The importance of APIs is self-evident. Many large pharmaceutical companies have expressed their views to the twenty-first Century economic news reporter.

"Enterprises are very sensitive now, but raw material is the key to the competition of enterprises. The key to solve this problem is that it is still necessary to adjust the production license system to the filing system, which is also an international practice. This can prevent the monopoly of raw materials and reduce the cost of pharmaceutical enterprises, so as to achieve the ultimate goal of drug price reduction. Shi Lichen pointed out to the twenty-first Century economic news reporter.

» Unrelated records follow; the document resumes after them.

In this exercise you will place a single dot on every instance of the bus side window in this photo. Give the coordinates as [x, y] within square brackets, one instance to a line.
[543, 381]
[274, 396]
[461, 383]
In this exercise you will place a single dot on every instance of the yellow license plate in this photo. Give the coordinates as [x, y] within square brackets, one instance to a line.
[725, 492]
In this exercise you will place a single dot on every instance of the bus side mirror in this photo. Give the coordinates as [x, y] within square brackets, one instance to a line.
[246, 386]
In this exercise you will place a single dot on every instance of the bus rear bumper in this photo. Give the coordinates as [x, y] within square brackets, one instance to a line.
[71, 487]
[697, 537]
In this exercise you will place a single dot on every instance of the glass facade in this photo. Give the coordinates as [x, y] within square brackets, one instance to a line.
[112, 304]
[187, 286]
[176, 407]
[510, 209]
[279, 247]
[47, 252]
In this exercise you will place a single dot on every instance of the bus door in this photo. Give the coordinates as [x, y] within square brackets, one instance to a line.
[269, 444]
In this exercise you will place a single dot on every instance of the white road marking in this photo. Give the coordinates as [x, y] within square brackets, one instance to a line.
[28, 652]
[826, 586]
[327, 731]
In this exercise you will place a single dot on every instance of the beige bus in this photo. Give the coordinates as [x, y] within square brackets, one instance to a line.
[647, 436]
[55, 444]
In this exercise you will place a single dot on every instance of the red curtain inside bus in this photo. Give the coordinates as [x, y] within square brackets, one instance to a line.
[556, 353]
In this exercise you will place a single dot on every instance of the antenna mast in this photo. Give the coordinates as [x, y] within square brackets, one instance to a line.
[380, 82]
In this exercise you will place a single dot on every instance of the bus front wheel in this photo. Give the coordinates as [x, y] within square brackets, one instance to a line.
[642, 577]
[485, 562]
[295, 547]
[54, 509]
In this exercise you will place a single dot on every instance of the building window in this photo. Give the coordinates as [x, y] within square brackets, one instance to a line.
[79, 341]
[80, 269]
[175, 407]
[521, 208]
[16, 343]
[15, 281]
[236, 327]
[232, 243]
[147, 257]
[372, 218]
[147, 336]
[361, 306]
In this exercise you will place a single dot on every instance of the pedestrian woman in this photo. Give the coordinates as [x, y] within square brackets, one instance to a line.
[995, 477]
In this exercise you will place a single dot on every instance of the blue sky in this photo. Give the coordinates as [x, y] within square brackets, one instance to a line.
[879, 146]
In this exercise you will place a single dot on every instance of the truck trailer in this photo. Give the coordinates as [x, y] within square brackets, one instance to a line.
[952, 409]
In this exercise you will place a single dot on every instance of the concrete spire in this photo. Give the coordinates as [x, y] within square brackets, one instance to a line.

The high price of API causes the rising cost of drugs, which stems from the fact that the supply of raw materials is less than that of demand. Since the manufacturers of APIs must be approved by the relevant departments of the state, they will be able to produce them, and the number of manufacturers authorized to produce them is small. Once the producers secretly form alliance or dealer forming alliances, control the supply of raw materials in the market, the price of the raw materials will be artificially raised.

Liu Qun, chairman of Chongqing Tiansheng pharmaceutical company, said in an interview with the economic news reporters in twenty-first Century that solving the problem of bulk drug monopoly needs to release the approval of the crude drug. The raw material is not included in the drug administration, and the raw material is the chemical medicine, which is the chemical product and is not included in the drug administration.

Du Zhenxin, chairman of Shandong Chen Xin Pharmaceutical Company, suggested that the DMF filing system should be implemented. In most countries of the world, the DMF registration system is applied to the API, that is, the examination and approval system is prior management, and DMF is a matter of management after and after the event. The DMF mechanism has strengthened the sense of responsibility for the raw materials used by the preparation enterprises, and they are the real responsible subjects for the raw materials they need.